İngilizce bold, eski Anglosaksonca biçimi bald “cesur, gözüpek, yiğit”. Ama
orijinal anlamı daha çok “gürbüz oğlan, tosuncuk” gibi bir şey. OED “well-filled
and plump” demiş. Eski Yüksek Almanca bald,
keza. Theobald, Willibald, Archibald, Leopold (Liutbald) gibi erkek adlarında da
geçer. Ortaçağda İtalyancaya alınmış, baldo
olmuş: “gürbüz, tosun, iri kıyım”. 1950’li yıllarda arborio ırkından
geliştirdikleri tombul taneli pirinç tipine de bu adı vermişler. Türkiye’ye ilk
kez 1970’te Toprak Mahsulleri Ofisi ithal etmiş.

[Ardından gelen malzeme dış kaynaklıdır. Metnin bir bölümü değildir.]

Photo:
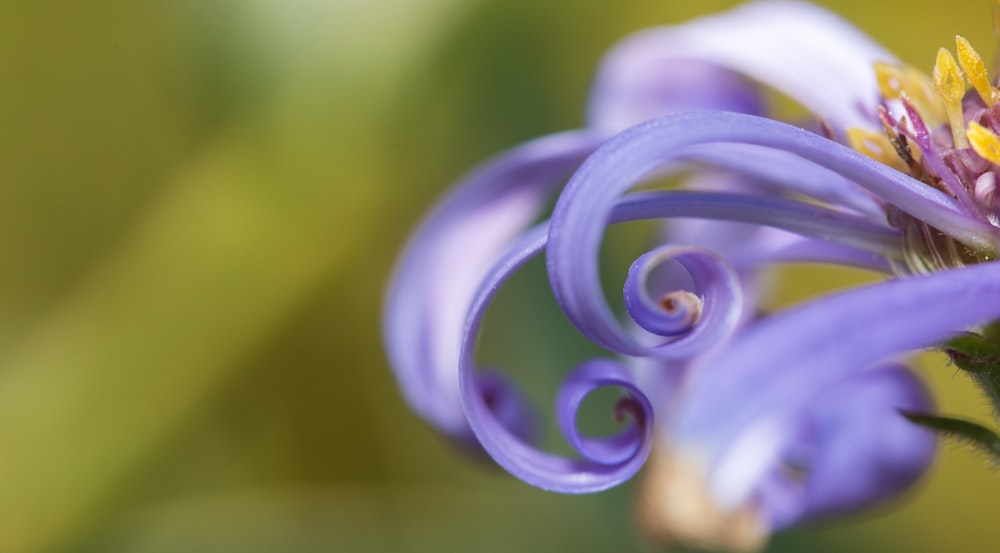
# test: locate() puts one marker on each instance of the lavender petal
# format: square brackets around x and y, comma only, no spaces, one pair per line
[448,255]
[807,53]
[791,358]
[604,463]
[854,448]
[575,232]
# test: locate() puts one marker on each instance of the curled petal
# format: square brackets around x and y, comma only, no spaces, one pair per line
[604,463]
[853,450]
[585,379]
[801,50]
[706,316]
[575,232]
[579,293]
[780,365]
[446,258]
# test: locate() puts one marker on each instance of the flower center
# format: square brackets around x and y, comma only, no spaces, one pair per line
[936,131]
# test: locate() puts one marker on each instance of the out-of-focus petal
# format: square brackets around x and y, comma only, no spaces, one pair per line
[806,52]
[447,257]
[776,368]
[854,450]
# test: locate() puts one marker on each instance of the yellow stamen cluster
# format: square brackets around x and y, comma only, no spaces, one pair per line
[895,81]
[975,71]
[951,88]
[938,99]
[984,142]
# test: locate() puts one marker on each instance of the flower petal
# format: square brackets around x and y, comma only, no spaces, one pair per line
[774,370]
[607,462]
[576,232]
[854,449]
[447,257]
[809,54]
[604,462]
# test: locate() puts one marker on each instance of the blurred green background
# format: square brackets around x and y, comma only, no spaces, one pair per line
[200,202]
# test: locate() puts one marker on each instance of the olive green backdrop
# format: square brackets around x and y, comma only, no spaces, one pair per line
[200,201]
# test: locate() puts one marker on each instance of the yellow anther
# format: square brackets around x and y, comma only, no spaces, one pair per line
[975,70]
[876,146]
[985,142]
[890,79]
[950,87]
[894,80]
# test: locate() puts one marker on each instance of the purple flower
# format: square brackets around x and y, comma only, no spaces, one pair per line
[761,422]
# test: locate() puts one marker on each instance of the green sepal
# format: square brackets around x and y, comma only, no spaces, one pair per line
[980,357]
[973,434]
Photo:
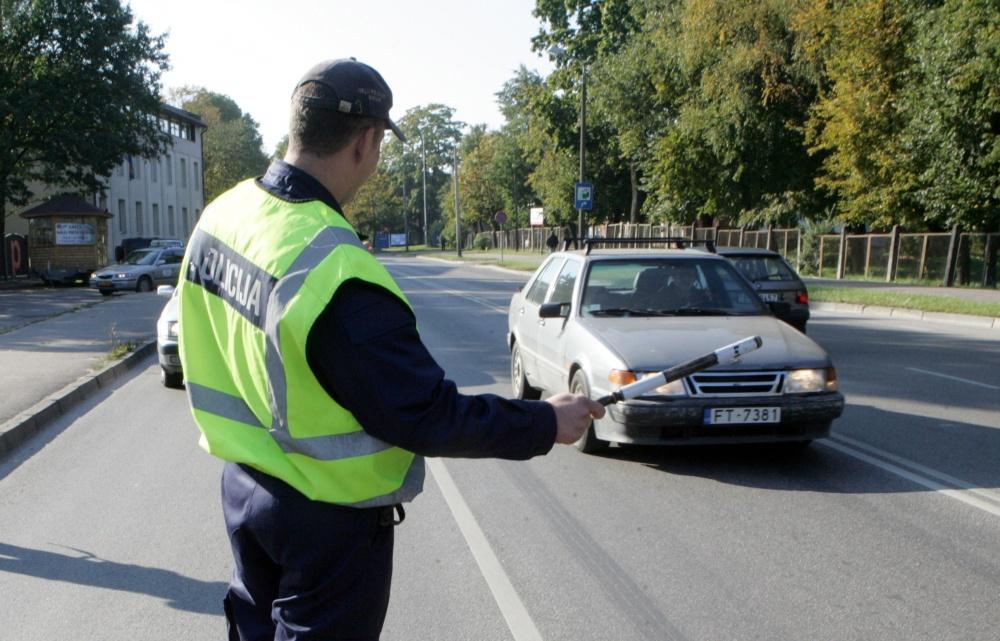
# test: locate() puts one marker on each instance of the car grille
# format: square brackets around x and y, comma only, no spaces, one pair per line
[736,383]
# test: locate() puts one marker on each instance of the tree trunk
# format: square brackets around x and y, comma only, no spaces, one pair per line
[633,211]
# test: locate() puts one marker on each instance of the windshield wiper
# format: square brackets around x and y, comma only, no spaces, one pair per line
[700,311]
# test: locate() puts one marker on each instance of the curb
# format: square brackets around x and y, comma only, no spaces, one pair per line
[967,320]
[15,431]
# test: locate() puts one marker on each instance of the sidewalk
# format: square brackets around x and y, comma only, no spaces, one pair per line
[54,350]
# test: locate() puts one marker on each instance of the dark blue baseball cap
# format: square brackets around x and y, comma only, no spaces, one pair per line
[357,90]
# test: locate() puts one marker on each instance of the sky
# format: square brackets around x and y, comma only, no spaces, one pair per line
[454,52]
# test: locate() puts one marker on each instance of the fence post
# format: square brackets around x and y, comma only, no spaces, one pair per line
[842,253]
[989,260]
[949,269]
[890,269]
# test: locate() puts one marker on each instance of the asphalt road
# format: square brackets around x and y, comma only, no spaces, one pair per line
[889,530]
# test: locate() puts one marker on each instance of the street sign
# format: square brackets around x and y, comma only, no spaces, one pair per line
[585,196]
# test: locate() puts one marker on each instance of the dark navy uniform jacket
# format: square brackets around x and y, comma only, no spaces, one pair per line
[365,351]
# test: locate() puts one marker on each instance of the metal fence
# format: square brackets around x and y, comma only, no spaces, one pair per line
[952,258]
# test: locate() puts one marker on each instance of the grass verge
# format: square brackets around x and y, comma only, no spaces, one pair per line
[863,296]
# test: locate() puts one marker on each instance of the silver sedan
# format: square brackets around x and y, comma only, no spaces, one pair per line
[593,321]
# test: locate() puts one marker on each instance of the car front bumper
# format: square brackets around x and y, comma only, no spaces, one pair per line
[113,285]
[681,420]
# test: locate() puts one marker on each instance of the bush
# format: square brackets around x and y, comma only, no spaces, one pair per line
[483,241]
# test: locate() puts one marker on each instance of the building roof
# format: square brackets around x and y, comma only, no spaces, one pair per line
[64,205]
[186,115]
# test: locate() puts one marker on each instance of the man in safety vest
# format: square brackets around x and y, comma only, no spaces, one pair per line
[306,373]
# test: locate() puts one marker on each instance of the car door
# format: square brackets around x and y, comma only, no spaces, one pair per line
[528,321]
[551,331]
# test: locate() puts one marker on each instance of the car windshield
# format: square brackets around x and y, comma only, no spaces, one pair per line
[763,268]
[667,287]
[141,257]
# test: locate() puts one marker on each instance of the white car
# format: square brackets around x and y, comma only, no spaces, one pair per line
[166,340]
[593,321]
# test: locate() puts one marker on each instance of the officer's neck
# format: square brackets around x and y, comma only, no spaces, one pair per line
[336,172]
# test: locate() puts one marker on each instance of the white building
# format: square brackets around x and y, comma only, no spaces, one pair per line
[158,197]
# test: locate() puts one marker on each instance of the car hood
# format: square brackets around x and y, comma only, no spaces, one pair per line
[119,268]
[654,343]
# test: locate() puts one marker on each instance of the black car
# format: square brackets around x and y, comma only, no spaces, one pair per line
[775,281]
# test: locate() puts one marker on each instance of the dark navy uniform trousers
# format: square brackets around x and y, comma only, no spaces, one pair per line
[305,570]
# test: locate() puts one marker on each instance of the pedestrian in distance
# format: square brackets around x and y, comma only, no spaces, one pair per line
[306,373]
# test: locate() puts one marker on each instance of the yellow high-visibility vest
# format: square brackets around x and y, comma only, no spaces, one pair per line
[257,273]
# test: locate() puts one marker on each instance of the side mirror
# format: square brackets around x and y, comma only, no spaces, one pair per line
[554,310]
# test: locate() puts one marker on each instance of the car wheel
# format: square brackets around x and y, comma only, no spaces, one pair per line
[588,443]
[173,380]
[517,378]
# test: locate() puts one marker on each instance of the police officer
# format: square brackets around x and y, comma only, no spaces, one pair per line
[306,373]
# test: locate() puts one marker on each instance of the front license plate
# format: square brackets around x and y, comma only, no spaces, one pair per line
[741,415]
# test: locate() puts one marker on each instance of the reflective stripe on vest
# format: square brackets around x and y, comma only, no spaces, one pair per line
[262,300]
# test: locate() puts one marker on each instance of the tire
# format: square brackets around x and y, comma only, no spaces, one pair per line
[588,443]
[173,380]
[518,381]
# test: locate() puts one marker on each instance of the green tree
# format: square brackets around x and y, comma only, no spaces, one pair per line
[233,146]
[79,89]
[861,50]
[952,107]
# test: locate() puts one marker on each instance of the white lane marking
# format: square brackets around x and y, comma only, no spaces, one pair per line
[954,378]
[962,495]
[518,619]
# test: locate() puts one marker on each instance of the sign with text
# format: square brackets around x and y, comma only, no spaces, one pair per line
[74,234]
[585,196]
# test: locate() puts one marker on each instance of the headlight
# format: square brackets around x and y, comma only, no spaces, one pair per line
[620,378]
[804,381]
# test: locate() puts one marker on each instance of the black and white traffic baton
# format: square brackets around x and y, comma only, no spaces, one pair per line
[727,354]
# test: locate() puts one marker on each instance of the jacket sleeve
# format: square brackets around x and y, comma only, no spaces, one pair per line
[365,351]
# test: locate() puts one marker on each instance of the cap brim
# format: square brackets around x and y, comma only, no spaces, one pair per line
[395,130]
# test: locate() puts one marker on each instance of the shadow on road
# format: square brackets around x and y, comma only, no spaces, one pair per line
[180,592]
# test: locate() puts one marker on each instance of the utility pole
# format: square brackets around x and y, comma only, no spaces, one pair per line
[423,162]
[458,226]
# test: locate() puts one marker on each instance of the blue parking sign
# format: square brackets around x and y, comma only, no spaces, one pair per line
[585,196]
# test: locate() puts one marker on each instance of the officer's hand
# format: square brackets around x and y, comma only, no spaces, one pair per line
[573,415]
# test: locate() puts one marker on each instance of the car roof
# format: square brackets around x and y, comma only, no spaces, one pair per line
[746,251]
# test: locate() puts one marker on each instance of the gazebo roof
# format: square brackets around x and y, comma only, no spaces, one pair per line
[62,206]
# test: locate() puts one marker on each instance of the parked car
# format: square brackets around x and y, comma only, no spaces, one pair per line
[775,281]
[141,271]
[171,372]
[594,320]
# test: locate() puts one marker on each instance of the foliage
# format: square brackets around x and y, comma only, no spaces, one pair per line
[79,89]
[232,144]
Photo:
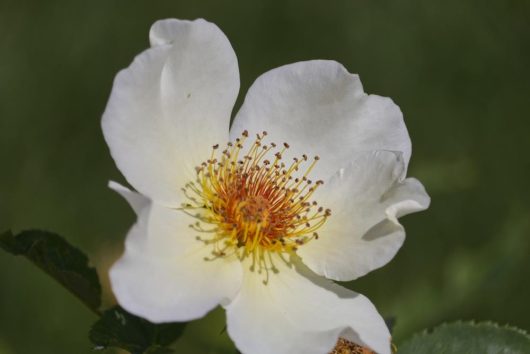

Bold Türkçede sadece tipografi terimi olarak kullanılıyor. Cümle içinde
kullanımına örnek: “italikleri boldlayın Tuğçe Hanım”.
*
Germencede aynı nihai
kökten gelen ball var, İngilizce,
Almanca, Norveççe ball, İsveççe boll, Danimarkaca bold “top”. Organize top oynunu Avrupa’ya Ortaçağ başlarında
Almanlar yaymış olmalı: antik Roma’da böyle bir şey yok, hemen tüm Avrupa
dillerinde “top” anlamına gelen sözcükler Almancadan alıntı. Misal: Fransızca balle “top” ve “bohça”, emballer “top haline getirmek, bohçalamak”,
ambalaj’dan tanıdık. İtalyanca
büyütme ekiyle ballone “koca top”, balon. İspanyolca bollo “top”, yine Almancadan alıntı. 15. yy’dan bu yana /boyo/okunur,
çoğulu bollos /boyoz/ olur. İzmir
ağzında boyoz bir tür top şeklinde
hamurdur, Yahudi İspanyolcasından devşirme.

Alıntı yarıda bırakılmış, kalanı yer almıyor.